La RDC fait face à une épidémie de choléra d’une gravité alarmante. En seulement neuf mois, plus de 58 000 cas suspects ont été recensés, selon le Ministère de la Santé publique, Hygiène et prévoyance sociale. C’est l’une des flambées les plus sévères de la dernière décennie, révélant la profondeur de la crise sanitaire qui frappe le pays.
Face à cette progression rapide, une mobilisation urgente et coordonnée des autorités nationales, des acteurs humanitaires et des partenaires internationaux s’impose pour freiner sa propagation.
Vingt des vingt-six provinces du pays sont désormais touchées. De janvier à la mi-octobre, plus de 1 700 décès ont été enregistrés, soit un taux de létalité supérieur à 3%. La maladie gagne de nouvelles zones de santé, y compris des provinces jusque-là épargnées.

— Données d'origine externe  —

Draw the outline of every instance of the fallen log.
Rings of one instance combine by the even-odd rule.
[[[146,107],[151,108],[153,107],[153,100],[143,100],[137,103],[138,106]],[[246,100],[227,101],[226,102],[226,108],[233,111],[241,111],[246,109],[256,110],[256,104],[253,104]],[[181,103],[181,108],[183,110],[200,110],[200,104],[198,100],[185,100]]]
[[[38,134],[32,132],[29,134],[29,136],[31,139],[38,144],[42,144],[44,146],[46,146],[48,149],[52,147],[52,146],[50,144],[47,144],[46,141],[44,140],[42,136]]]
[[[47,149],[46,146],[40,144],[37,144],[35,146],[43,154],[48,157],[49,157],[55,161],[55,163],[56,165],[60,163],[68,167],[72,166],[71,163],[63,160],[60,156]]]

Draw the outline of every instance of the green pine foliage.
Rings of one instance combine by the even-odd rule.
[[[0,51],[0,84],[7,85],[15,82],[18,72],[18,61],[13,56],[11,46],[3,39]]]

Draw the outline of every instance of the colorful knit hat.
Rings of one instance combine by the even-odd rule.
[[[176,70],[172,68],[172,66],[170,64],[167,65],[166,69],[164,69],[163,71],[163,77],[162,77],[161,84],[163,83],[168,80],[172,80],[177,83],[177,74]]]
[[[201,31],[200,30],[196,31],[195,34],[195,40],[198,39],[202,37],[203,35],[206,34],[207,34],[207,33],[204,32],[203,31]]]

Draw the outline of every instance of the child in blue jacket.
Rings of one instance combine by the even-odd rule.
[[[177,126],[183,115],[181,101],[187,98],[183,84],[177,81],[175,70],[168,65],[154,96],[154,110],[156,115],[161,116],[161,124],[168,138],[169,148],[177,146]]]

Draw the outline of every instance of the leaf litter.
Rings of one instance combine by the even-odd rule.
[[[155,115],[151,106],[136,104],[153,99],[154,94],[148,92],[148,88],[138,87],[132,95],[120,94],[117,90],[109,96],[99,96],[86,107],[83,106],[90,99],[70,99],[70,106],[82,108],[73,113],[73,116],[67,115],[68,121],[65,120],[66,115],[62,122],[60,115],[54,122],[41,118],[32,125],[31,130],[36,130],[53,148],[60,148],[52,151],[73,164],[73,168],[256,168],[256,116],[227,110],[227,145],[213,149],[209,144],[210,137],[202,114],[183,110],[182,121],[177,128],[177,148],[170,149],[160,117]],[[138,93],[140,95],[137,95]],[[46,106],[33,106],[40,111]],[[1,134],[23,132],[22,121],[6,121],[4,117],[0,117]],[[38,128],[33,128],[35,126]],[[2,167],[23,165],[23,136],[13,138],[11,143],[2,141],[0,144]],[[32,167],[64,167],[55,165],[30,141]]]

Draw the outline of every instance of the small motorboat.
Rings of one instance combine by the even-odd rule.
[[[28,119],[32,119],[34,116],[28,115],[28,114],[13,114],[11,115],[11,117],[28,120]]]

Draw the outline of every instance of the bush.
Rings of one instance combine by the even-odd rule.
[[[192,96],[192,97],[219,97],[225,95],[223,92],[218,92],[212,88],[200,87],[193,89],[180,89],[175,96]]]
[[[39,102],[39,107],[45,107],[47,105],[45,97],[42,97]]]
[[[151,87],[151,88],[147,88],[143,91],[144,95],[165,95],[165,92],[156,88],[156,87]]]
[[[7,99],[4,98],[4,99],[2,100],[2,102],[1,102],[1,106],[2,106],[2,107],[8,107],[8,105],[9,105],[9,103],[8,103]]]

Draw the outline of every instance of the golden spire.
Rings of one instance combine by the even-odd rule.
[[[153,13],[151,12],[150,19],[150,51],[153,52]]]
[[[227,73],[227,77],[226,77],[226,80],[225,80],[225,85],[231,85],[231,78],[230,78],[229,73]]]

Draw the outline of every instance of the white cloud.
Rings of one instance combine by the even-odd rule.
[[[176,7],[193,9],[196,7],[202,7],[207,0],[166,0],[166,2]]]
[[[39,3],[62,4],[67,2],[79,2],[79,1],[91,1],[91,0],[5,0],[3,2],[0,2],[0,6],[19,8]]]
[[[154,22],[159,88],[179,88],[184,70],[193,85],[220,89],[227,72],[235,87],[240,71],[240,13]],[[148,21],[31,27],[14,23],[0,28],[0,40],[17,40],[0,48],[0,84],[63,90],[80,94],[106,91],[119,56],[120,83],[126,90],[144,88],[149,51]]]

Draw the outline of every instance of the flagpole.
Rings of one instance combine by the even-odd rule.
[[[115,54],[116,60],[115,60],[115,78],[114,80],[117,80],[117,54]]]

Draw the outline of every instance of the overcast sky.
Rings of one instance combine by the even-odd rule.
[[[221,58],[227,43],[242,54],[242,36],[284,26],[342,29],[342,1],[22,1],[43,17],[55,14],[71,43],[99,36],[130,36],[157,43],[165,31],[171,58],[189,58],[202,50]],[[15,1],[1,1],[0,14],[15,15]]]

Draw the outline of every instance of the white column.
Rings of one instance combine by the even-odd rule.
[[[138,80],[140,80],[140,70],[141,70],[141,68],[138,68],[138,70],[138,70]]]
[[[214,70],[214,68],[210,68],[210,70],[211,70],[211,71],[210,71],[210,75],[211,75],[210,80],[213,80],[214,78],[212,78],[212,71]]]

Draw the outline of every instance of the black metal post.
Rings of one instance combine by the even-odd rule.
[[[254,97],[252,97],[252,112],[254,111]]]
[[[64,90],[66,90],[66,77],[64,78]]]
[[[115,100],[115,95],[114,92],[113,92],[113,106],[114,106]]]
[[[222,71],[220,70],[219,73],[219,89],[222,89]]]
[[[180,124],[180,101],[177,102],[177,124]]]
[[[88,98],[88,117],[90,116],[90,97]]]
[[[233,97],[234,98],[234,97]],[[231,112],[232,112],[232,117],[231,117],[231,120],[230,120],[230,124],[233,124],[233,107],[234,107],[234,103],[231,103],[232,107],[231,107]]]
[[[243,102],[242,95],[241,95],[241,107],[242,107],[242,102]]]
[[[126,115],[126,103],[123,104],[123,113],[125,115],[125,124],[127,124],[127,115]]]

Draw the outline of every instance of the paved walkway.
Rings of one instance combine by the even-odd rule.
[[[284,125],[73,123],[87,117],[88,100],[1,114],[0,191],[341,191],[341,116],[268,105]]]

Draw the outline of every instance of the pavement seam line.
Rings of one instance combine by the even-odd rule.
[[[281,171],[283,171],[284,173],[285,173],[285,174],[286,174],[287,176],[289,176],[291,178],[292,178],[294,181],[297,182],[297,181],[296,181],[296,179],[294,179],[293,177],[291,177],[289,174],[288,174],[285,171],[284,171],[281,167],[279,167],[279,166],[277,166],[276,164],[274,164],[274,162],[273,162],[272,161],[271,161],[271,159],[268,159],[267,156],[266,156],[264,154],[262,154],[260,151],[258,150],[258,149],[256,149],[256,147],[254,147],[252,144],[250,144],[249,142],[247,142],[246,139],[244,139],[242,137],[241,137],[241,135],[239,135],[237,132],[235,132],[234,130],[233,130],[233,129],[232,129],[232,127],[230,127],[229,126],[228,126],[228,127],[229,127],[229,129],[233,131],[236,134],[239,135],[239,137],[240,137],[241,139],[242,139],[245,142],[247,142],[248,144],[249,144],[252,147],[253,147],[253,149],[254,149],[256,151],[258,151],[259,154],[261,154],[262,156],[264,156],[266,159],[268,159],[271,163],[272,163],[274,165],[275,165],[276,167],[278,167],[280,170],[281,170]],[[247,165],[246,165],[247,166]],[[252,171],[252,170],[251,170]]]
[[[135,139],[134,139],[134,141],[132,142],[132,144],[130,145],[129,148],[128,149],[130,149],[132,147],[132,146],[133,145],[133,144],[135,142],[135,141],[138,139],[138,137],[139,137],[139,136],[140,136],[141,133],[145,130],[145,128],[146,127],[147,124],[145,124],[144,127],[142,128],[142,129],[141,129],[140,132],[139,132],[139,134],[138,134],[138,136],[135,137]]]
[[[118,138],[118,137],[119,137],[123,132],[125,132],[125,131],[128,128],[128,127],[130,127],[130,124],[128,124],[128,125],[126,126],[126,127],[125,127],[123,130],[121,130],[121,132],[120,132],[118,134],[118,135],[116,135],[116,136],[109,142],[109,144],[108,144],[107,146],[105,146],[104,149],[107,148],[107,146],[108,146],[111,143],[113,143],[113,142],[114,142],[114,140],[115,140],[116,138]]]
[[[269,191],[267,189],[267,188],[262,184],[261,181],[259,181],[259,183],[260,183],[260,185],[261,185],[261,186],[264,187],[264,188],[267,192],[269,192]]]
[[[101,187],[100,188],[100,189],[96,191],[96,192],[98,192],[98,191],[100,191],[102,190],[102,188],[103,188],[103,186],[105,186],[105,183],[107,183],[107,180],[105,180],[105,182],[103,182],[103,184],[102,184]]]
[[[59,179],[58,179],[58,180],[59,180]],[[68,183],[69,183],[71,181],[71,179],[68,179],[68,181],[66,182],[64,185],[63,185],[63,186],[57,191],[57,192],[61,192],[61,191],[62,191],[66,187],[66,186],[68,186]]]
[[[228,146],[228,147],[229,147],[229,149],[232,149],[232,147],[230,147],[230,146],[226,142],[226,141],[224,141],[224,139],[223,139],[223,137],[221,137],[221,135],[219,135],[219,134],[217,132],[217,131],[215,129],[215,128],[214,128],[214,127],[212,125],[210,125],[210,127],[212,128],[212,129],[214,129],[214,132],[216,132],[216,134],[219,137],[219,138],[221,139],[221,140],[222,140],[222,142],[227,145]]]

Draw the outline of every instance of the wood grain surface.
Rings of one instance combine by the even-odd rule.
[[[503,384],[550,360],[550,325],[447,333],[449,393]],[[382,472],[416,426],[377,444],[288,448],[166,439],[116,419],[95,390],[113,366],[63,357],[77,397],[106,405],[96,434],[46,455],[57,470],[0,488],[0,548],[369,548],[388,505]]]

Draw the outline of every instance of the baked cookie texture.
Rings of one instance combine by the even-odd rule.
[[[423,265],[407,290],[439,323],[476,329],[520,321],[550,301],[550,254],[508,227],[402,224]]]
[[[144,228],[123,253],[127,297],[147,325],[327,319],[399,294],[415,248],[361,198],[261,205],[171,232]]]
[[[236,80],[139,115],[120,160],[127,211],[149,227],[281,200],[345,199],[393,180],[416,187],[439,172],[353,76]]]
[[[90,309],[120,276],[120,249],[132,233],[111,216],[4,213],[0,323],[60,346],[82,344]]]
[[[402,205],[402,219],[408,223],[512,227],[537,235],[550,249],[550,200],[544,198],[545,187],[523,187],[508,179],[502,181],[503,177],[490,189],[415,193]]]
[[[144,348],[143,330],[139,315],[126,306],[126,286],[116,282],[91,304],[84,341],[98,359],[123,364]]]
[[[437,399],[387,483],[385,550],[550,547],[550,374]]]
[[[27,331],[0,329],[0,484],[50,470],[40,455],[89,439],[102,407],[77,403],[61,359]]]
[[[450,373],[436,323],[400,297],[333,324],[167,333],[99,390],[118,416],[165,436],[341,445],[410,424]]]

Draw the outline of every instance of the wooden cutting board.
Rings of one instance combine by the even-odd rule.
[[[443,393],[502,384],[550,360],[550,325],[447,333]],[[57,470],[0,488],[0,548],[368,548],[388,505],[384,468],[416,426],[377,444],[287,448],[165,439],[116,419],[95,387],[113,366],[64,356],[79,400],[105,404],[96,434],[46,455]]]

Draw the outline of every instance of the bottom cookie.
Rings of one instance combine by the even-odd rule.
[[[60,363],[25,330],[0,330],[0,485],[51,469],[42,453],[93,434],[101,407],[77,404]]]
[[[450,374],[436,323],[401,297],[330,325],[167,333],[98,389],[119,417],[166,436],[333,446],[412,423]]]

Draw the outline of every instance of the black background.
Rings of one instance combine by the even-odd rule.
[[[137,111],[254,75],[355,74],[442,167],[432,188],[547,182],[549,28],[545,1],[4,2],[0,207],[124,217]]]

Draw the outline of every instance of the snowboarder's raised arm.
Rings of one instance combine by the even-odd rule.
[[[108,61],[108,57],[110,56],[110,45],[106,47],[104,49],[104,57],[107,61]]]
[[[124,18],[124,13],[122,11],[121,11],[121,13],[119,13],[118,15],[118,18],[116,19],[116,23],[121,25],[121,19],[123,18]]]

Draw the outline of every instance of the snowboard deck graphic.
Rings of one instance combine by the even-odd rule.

Les inondations, les conflits armés, les déplacements massifs et l’insuffisance des systèmes d’eau et d’assainissement favorisent la résurgence de foyers épidémiques. En ce début de la saison des pluies, la situation risque encore de se dégrader.
« La propagation rapide de l’épidémie de Choléra cette année est particulièrement préoccupante, surtout à l’entrée de la saison des pluies. Sans mesures immédiates, nous risquons de nouvelles flambées », a alerté le Docteur Jean-Gilbert Ndong, Coordonnateur médical de Médecins Sans Frontières (MSF) en RDC.
Depuis janvier 2025, MSF a intensifié sa riposte dans plusieurs provinces, notamment au Nord et Sud-Kivu, au Maniema, au Sankuru, à la Tshopo, à l’Équateur, à Kinshasa, au Mai-Ndombe, au Haut-Katanga et au Tanganyika. Les équipes ont mené 16 interventions d’urgence, soigné plus de 35 800 patients et vacciné 22 000 personnes. À ce stade critique, seule une mobilisation générale pourrait contenir la maladie et freiner son expansion.
Une riposte freinée par de multiples défis

Sur le terrain, la réponse se heurte à de nombreux obstacles : manque de financement, coordination insuffisante entre les acteurs, pénurie de vaccins et de matériel médical, et faiblesse du système de surveillance. La plupart des structures de santé ne sont pas équipées pour faire face à l’ampleur de la crise.
« Partout où nous intervenons, les constats sont alarmants. Les structures existantes sont inadaptées, et les moyens manquent cruellement. Le gouvernement et les partenaires doivent renforcer d’urgence les ressources financières et médicales, surtout dans les zones reculées », a plaidé Ton Berg, Cheffe des programmes MSF au Sud-Kivu.
Le choléra, infection bactérienne hautement contagieuse mais pourtant évitable, se propage dans les zones où l’accès à l’eau potable et à l’assainissement est limité. Les grandes villes comme Kinshasa, mais aussi les zones rurales accueillant des déplacés internes, restent particulièrement exposées.

Pour combler les lacunes, MSF soutient le Ministère de la Santé dans la prise en charge des malades, la formation d’agents communautaires, la mise en place de points de chloration et le renforcement des systèmes d’eau et d’hygiène. Cependant, les défis logistiques et sécuritaires compliquent l’acheminement du matériel. La fermeture prolongée des aéroports de Bukavu et Goma, a par exemple ralenti l’envoi d’intrants médicaux vers l’Est du pays.
« L’insécurité persistante le long des axes routiers, rend les déplacements risqués et retarde la livraison de l’aide. Nos équipes doivent souvent emprunter de longs détours pour éviter les zones dangereuses », a déploré Ton Berg.

Dans de nombreuses localités, l’accès aux soins reste un parcours du combattant. Les distances à parcourir, l’absence de transport et l’insécurité empêchent les malades d’atteindre les centres médicaux, souvent sous-équipés et débordés.
Notons que le choléra doit aujourd’hui être placé au cœur des priorités nationales. MSF appelle donc à une action coordonnée et urgente pour garantir un accès rapide aux soins, renforcer la distribution des vaccins et investir durablement dans l’eau potable et l’assainissement, seules conditions capables de freiner durablement cette épidémie qui ravage la RDC.